Lest you think that Asian art is unrepresented in this show, one of the sections is entitled "Japonisme" and focuses on the Japanese influence in Whistler's later pieces. To demonstrate the similarities, there are several Hiroshige and Hokusai works - regular readers of this blog can easily imagine my delight in seeing my old friend Hokusai in an unexpected setting. The man on the boat in the piece pictured here could easily have come from a Japanese artist, and the bridges that played such a large part in Whistler's repertoire were common features in Asian art as well.
This piece is particularly fine, in my opinion, along with the moodiness of the nocturne, you have the exuberance of the fireworks dimly visible in the background.

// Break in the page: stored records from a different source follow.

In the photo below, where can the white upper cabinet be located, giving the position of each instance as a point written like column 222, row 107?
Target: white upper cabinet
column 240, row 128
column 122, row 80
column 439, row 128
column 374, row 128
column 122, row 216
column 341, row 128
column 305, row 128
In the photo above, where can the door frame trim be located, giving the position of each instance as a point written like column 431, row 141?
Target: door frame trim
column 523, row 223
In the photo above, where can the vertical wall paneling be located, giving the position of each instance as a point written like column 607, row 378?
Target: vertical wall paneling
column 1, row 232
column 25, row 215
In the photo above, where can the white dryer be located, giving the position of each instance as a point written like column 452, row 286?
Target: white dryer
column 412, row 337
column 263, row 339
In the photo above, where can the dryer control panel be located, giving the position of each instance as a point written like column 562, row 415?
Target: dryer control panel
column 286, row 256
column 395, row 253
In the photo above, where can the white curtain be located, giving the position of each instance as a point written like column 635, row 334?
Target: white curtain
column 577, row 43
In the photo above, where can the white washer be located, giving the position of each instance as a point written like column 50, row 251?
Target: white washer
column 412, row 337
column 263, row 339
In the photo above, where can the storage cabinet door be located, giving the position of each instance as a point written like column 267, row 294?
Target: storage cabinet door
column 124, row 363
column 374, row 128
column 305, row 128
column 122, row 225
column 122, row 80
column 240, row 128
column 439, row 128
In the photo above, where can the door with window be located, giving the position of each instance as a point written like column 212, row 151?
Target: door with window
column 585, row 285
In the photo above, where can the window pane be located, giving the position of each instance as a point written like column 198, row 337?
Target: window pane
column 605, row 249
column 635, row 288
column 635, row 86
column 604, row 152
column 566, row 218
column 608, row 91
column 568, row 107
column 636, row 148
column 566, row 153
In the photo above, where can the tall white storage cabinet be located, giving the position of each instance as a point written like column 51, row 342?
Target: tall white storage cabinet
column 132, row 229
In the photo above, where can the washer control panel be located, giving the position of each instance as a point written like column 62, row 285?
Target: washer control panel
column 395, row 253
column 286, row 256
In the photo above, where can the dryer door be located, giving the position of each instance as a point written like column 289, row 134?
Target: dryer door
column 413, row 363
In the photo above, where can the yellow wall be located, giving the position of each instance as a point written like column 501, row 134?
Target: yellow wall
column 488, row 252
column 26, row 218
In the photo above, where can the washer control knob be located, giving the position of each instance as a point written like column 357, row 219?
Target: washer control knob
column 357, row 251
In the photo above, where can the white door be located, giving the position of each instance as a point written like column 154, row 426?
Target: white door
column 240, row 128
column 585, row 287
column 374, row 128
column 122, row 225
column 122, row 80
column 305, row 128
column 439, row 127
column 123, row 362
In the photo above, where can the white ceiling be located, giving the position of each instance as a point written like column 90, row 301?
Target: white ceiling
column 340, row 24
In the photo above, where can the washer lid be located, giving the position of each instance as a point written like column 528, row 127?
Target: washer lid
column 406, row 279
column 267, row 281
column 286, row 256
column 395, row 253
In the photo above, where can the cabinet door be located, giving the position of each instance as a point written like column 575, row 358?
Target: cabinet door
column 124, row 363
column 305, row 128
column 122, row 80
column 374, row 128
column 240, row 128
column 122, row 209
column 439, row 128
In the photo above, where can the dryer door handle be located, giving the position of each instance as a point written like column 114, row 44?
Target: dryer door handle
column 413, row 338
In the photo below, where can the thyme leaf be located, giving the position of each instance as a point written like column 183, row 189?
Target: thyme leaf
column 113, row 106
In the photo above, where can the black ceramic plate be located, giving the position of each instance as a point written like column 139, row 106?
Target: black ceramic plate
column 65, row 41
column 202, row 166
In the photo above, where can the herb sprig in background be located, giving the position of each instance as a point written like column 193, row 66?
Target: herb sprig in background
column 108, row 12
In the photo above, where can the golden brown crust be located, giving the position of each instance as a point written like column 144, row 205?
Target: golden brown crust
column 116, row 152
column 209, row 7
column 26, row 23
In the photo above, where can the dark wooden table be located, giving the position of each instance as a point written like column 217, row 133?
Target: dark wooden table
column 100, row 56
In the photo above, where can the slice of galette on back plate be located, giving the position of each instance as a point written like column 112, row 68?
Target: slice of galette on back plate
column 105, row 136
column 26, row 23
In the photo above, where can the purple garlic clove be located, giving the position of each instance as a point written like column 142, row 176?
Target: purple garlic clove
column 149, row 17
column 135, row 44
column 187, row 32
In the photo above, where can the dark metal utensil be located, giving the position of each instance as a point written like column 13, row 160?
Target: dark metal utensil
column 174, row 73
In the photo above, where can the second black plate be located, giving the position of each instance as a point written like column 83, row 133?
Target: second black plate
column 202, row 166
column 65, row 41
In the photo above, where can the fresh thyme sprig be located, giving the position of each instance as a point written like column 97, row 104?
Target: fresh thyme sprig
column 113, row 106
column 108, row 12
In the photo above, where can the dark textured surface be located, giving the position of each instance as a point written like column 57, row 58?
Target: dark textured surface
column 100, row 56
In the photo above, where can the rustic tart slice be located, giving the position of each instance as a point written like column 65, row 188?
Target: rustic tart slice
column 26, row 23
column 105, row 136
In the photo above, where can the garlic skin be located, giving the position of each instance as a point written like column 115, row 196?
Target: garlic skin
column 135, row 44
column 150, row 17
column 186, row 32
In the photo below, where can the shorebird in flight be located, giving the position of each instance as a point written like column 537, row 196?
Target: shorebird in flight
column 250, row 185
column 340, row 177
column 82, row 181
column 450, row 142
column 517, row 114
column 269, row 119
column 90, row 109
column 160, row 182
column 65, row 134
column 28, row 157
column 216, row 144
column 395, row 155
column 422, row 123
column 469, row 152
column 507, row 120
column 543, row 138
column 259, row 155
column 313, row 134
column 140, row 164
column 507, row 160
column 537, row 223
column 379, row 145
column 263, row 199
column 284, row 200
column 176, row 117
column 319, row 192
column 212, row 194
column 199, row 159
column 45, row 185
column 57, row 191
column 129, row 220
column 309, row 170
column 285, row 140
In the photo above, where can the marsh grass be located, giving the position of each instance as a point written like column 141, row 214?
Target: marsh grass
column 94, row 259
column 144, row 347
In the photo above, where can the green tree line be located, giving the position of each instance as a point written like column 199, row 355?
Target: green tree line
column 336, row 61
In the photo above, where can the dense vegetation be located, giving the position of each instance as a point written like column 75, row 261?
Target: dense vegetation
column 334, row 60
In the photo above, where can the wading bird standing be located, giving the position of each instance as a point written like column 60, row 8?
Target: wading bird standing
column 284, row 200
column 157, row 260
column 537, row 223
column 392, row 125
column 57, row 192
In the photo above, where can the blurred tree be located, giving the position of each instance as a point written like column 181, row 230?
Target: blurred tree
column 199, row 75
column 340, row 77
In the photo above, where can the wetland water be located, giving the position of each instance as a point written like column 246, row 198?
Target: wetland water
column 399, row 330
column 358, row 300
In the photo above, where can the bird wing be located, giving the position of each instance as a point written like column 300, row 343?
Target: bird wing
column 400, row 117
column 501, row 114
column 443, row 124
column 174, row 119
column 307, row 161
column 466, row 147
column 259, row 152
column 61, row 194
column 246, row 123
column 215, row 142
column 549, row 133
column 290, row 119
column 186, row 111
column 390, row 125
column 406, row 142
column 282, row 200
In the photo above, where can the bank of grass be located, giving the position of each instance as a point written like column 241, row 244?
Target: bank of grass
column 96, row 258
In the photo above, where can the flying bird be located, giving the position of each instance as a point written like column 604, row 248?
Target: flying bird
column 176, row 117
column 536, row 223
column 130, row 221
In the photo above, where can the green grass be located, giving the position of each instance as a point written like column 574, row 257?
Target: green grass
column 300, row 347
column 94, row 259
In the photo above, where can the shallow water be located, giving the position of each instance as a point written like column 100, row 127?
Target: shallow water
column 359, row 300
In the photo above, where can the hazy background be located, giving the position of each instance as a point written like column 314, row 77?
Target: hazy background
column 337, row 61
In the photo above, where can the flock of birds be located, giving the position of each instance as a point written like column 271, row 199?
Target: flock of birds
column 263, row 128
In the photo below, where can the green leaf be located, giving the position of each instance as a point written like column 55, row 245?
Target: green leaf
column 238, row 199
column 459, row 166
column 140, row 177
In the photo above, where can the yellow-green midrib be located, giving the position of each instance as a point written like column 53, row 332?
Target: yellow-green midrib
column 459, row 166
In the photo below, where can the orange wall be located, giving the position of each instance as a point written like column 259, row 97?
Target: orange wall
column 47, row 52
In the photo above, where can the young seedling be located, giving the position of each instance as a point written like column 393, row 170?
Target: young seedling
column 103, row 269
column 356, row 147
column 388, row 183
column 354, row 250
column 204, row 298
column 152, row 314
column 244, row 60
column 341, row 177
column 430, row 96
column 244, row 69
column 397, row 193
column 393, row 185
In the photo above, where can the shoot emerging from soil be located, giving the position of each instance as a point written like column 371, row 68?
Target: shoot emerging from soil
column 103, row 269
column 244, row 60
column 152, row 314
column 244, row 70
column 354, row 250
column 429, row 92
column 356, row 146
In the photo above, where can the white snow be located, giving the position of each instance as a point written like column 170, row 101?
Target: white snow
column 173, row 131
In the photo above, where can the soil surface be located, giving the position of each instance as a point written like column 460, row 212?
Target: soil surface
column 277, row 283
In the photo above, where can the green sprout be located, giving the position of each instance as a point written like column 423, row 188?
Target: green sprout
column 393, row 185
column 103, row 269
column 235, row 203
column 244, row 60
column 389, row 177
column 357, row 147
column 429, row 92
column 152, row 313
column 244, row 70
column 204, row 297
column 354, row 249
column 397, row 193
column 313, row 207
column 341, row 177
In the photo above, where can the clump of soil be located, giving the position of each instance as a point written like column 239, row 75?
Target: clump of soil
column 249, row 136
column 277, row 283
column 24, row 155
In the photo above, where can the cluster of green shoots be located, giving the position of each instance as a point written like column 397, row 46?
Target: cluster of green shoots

As some in London go about their work, others are at play - true of all cities, I suppose.
Whistler lived in sight of the Thames for the many years he was resident in London, and he documented the changes that industrialization wrought on the river, the bridges crossing the river and those who made their living on the water. In this way, he's like Marville and Kioychika, chronicling the end of an era in London the way those artists did in Paris and Tokyo.
One of the etchings, "Black Lion's Wharf" is notable both for the fact that it's the only one to have been reversed on the etching plate, so that the resulting print is an accurate portrayal of the scene, but was also depicted in Whistler's most famous painting, "Arrangement in Grey and Black, No. 1" - better known as Whistler's Mother. That piece is not among those in this show, as it doesn't depict the Thames, but I've been fortunate enough to see it at the Musee d'Orsay in Paris.
Just in case you follow the dictates of art critics closely in deciding what's good and what's not, keep in mind that Whistler's Nocturnes were thought very poor at the time he painted them. Now, of course, they're considered some of his finest work. Just goes to show, you can't trust the critics. How someone could have disparaged the Nocturnes is beyond me. Granted, they're quite different from his earlier, more realistic work, but they convey the mood of the Thames at night, with the fog enveloping the details of the buildings so effectively that they're quite realistic in their own way.
Verdict: If you like Whistler, don't miss this show. If you don't know much about him, this is a great way to make his acquaintance.